HESI LPN
HESI CAT Exam Quizlet
1. The mother of a school-age child calls the school to ask when her daughter can return to school after treatment for Pediculosis capitis. What is the nurse’s best response?
- A. When all live lice are eliminated by the treatment
- B. Two weeks after the last treatment
- C. As soon as the itching stops
- D. After the treatment kills all the live lice
Correct answer: D
Rationale: The correct answer is 'After the treatment kills all the live lice.' The child can return to school once all live lice are eliminated to prevent the spread of Pediculosis capitis. This is essential as live lice are highly contagious. Choices A, B, and C are incorrect. Waiting for the itching to stop or for an epidemic to subside does not ensure that all live lice are eradicated, which is crucial to prevent reinfestation and transmission.
2. The healthcare provider prescribes lidocaine (Lidoject-1) 100 mg IV push for ventricular tachycardia for an unconscious client. What is the nurse's priority intervention?
- A. Measure the client's cardiac output
- B. Assess neurological status q15 min
- C. Collect a blood specimen for serum potassium
- D. Infuse lidocaine (Lidoject-1) at 20 to 50 mg/min
Correct answer: B
Rationale: The priority intervention for the nurse is to assess the client's neurological status q15 min. This is crucial to monitor for potential side effects of lidocaine, especially its neurotoxic effects. While measuring the client's cardiac output and collecting a blood specimen for serum potassium are important assessments, assessing the neurological status is the priority when administering lidocaine. Infusing lidocaine at a specific rate should follow the initial assessment of the client's neurological status to ensure safety.
3. The nurse working on a mental health unit is prioritizing nursing care activities due to a staffing shortage. One practical nurse (PN) is on the unit with the nurse, and another RN is expected to arrive within two hours. Clients need to be awakened, and morning medications need to be prepared. Which plan is best for the nurse to implement?
- A. Wake all the clients and instruct them to go to the dining area for medication administration
- B. Explain to the clients that it will be necessary to cooperate until another RN arrives
- C. Ask the PN to administer medications as clients are awakened so both nurses are available
- D. Allow the clients to sleep until a third staff person can assist with unit activities
Correct answer: C
Rationale: The best plan for the nurse to implement is to ask the PN to administer medications as clients are awakened. This approach ensures that medication administration and client care are efficiently managed despite the staffing shortage. Option A is incorrect as it may disrupt the workflow and create unnecessary chaos. Option B is not the best choice as it does not address the immediate need for medication administration. Option D is not ideal as it delays client care until additional staff arrive, potentially compromising patient safety and timely medication administration.
4. Which behavior is most likely to result in a breach of client confidentiality?

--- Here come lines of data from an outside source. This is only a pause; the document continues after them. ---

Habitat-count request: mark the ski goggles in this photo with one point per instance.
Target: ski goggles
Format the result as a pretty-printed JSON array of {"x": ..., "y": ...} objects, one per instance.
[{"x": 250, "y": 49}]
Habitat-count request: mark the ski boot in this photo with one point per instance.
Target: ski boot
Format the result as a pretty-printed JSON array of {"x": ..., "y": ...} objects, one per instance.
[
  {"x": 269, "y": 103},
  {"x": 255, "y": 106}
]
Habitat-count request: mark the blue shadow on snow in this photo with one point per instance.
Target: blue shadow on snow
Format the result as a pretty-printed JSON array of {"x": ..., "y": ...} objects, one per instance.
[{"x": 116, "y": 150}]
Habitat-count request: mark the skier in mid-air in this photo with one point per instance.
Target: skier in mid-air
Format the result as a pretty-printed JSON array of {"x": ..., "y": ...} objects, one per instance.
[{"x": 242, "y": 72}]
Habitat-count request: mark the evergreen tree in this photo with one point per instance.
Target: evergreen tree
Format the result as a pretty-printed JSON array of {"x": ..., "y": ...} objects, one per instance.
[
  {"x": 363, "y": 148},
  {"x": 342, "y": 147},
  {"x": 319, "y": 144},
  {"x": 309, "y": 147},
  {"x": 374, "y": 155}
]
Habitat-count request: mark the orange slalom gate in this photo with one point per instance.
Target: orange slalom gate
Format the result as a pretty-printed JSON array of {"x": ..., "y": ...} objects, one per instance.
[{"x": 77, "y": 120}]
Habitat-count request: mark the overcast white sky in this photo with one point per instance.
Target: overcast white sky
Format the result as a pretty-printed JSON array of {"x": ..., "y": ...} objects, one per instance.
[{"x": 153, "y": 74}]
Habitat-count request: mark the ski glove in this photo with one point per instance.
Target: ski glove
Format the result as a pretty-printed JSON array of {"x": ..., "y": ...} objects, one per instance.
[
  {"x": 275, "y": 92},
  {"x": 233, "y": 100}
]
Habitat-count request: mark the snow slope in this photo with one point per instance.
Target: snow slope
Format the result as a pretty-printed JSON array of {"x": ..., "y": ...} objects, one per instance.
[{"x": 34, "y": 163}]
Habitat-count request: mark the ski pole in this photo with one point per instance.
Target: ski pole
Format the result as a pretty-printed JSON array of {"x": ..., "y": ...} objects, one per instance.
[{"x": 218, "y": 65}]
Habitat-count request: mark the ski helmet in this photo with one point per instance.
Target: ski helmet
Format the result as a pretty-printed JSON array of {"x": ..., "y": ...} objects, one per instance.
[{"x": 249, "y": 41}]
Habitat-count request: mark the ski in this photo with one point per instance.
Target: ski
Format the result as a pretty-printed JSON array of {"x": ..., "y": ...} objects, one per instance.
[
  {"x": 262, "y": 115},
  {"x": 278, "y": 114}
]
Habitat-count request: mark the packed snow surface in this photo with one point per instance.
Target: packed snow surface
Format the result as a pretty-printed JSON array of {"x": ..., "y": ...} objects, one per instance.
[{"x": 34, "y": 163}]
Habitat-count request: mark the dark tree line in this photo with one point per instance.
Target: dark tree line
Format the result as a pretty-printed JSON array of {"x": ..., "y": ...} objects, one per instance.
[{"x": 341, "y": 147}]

- A. Discussing a client’s condition during a teaching conference for nursing staff caring for the client
- B. Two nurses planning a client’s care while having lunch in the hospital cafeteria
- C. Nursing students on the same team discussing their assigned client’s conditions
- D. A registered nurse privately sharing personal feelings about a client with another nurse on the team
Correct answer: B
Rationale: The correct answer is B. Discussing client information in a public area, such as a cafeteria, may lead to breaches of confidentiality. Choice A involves discussing a client's condition in a professional setting, which is not likely to result in a breach as it is for educational purposes. Choice C involves nursing students discussing their assigned client's conditions, which is common in a learning environment and not necessarily a breach of confidentiality. Choice D involves a private conversation between healthcare professionals, which is less likely to result in a breach compared to discussing in a public area like a cafeteria where non-authorized individuals may overhear the conversation.
5. When preparing the client for a thoracentesis, which action is essential for the nurse to take?
- A. Encourage the client to cough during the procedure
- B. Ask the client to void prior to the procedure
- C. Have the client lie in the prone position
- D. Determine if chest x-rays have been completed
Correct answer: B
Rationale: The essential action for the nurse to take when preparing a client for a thoracentesis is to ask the client to void prior to the procedure. This step is crucial as it helps prevent discomfort and reduces the risk of accidental injury. Encouraging the client to cough during the procedure (Choice A) is inappropriate as it can affect the accuracy of the thoracentesis. Having the client lie in the prone position (Choice C) is incorrect; the procedure is typically performed with the client sitting upright or slightly leaning forward. While determining if chest x-rays have been completed (Choice D) is important, ensuring the client has emptied their bladder is more critical for their comfort and safety during the procedure.